CANNOT READ BLK:panic: vm_fault_lookup: fault on nofault entry, addr: 0xffff000044189000
cpuid = 2
time = 1645555374
KDB: stack backtrace:
#0 0xffff00000050d058 at kdb_backtrace+0x60
#1 0xffff0000004b7228 at vpanic+0x184
#2 0xffff0000004b70a0 at panic+0x44
#3 0xffff00000077f790 at vm_fault+0x1964
#4 0xffff00000077dd48 at vm_fault_trap+0x9c
#5 0xffff000000824c48 at data_abort+0xf4
#6 0xffff000000805078 at handle_el1h_sync+0x78
#7 0xffff000000802164 at bounce_bus_dmamap_sync+0x22c
#8 0xffff0000007bd0d0 at aw_mmc_request+0x3ec
#9 0xffff000000203ed4 at mmc_wait_for_request+0x128
#10 0xffff00000020d3f4 at mmcsd_rw+0x1a8
#11 0xffff00000020bf0c at mmcsd_task+0x284
#12 0xffff0000004677ec at fork_exit+0x88
#13 0xffff000000823ae8 at fork_trampoline+0x10
Uptime: 1m14s


I then disabled journaling, and the system is running fine since then.
Comment 1 Kirk McKusick freebsd_committer freebsd_triage 2023-02-27 19:25:17 UTC
Is this still an issue? If so, is there a way to reproduce it?
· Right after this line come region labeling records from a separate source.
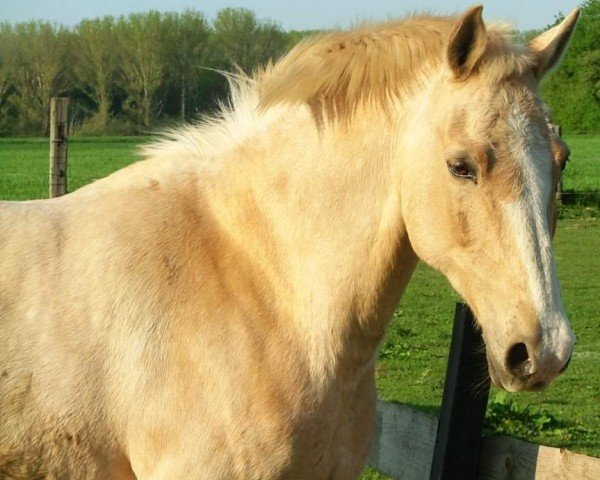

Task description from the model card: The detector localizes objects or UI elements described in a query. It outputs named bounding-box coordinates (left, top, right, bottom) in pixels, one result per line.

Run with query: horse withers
left=0, top=7, right=578, bottom=480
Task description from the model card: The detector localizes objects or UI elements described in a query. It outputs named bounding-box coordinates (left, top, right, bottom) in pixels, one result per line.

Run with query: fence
left=368, top=304, right=600, bottom=480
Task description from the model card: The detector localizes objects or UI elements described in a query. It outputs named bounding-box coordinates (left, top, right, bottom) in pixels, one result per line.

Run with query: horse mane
left=260, top=15, right=532, bottom=118
left=140, top=15, right=533, bottom=156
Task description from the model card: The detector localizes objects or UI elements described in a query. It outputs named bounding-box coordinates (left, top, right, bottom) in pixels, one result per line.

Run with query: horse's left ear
left=446, top=5, right=487, bottom=80
left=529, top=8, right=579, bottom=80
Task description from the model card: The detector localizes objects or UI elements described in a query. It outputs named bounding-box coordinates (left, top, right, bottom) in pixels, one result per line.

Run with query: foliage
left=484, top=391, right=566, bottom=440
left=0, top=0, right=600, bottom=136
left=542, top=0, right=600, bottom=132
left=0, top=8, right=300, bottom=136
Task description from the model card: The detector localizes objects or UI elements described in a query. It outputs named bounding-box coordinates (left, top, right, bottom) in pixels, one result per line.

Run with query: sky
left=0, top=0, right=581, bottom=30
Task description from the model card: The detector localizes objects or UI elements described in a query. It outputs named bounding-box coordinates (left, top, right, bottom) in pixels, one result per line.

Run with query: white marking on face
left=504, top=105, right=575, bottom=368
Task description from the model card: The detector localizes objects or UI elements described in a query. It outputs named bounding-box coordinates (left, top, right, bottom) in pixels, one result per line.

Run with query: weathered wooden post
left=48, top=97, right=69, bottom=198
left=429, top=303, right=490, bottom=480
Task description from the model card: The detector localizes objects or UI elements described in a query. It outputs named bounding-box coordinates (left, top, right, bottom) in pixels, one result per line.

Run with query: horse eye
left=447, top=158, right=475, bottom=178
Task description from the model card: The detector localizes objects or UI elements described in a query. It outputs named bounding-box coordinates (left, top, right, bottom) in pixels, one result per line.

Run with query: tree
left=73, top=17, right=121, bottom=131
left=8, top=22, right=69, bottom=134
left=163, top=10, right=210, bottom=121
left=117, top=11, right=166, bottom=130
left=211, top=8, right=287, bottom=73
left=542, top=0, right=600, bottom=132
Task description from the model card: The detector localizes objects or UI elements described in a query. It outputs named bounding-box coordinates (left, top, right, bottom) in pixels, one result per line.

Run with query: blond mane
left=259, top=15, right=532, bottom=117
left=141, top=15, right=533, bottom=156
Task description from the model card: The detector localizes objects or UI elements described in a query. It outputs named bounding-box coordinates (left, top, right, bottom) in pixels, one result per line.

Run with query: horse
left=0, top=6, right=579, bottom=480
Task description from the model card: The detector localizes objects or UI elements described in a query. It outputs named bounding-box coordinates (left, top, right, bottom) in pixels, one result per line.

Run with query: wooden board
left=478, top=437, right=600, bottom=480
left=368, top=400, right=600, bottom=480
left=367, top=400, right=438, bottom=480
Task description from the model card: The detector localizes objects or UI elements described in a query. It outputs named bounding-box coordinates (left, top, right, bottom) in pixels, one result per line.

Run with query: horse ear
left=446, top=5, right=487, bottom=80
left=529, top=8, right=579, bottom=80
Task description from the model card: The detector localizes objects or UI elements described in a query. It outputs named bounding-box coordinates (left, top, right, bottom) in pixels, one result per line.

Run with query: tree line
left=0, top=8, right=316, bottom=136
left=0, top=0, right=600, bottom=136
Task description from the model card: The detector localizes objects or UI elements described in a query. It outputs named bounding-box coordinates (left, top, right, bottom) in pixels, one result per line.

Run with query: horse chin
left=488, top=356, right=548, bottom=392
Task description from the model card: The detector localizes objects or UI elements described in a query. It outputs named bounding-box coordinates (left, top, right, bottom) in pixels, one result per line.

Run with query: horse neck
left=204, top=105, right=416, bottom=378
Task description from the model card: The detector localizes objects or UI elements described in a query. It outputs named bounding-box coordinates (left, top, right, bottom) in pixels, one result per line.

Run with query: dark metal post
left=429, top=303, right=490, bottom=480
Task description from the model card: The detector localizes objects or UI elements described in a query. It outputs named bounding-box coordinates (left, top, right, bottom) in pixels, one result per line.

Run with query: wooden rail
left=367, top=400, right=600, bottom=480
left=367, top=304, right=600, bottom=480
left=48, top=97, right=69, bottom=198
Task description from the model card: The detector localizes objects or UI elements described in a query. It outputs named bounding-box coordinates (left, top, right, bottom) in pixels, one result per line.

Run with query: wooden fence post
left=48, top=97, right=69, bottom=198
left=429, top=303, right=490, bottom=480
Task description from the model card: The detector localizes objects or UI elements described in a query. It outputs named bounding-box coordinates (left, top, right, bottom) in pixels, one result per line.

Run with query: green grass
left=0, top=136, right=600, bottom=480
left=0, top=137, right=147, bottom=200
left=563, top=135, right=600, bottom=192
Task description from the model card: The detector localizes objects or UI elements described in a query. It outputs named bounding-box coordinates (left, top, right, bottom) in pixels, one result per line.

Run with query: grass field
left=0, top=136, right=600, bottom=479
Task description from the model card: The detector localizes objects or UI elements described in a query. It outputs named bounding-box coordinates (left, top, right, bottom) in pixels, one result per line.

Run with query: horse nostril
left=558, top=354, right=573, bottom=373
left=506, top=343, right=533, bottom=378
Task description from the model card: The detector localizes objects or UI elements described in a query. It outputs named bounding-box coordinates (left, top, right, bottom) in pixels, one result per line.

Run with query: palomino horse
left=0, top=7, right=578, bottom=480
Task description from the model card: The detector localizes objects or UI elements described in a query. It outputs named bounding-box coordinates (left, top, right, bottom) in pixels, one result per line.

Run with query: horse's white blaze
left=505, top=108, right=575, bottom=368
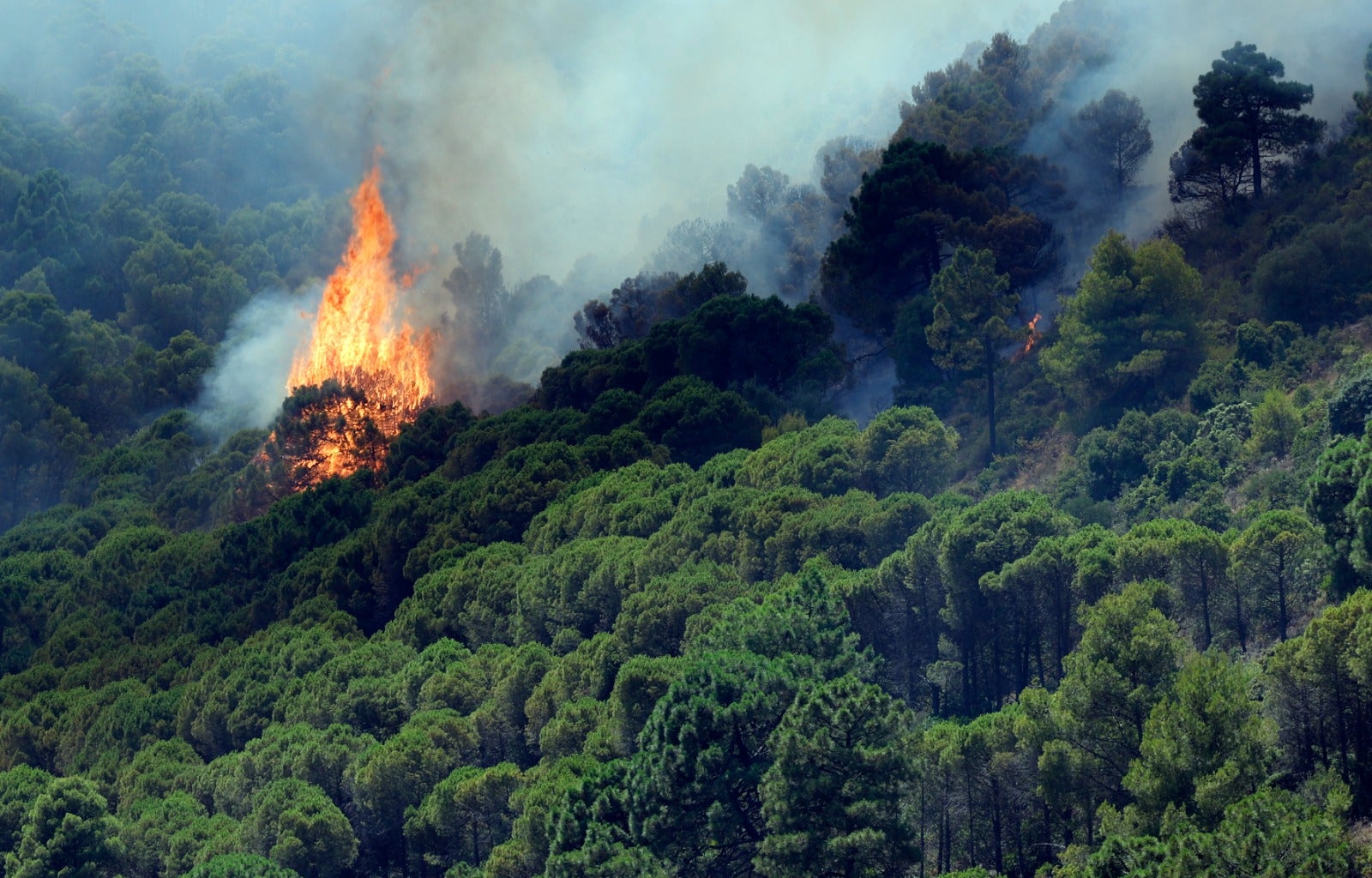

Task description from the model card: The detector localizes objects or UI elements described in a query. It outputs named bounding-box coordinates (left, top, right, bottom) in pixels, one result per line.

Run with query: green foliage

If there is please post it as that is the only way that I can debug it.
Comment 2 Andreas Schuh 2023-03-01 14:27:44 UTC
Guess it's still an issue; though, since I disabled journaling, machine is running fine.

Kernel panic was reproducible all the time, steps were:
1) Make sure, SU+J is enabled
2) Generate "high" I/O on the SD card, e.g. by installing Python with "pkg install python38"
3) At some point, machine would hang
4) Reboot; as the file system was broken after the system hung, fsck in single user mode was necessary
5) fsck always resulted in the reported kernel panic
Comment 3 Mark Linimon freebsd_committer freebsd_triage 2024-10-04 12:41:52 UTC
^Triage: clear unneeded flags.  Nothing has yet been committed to be merged.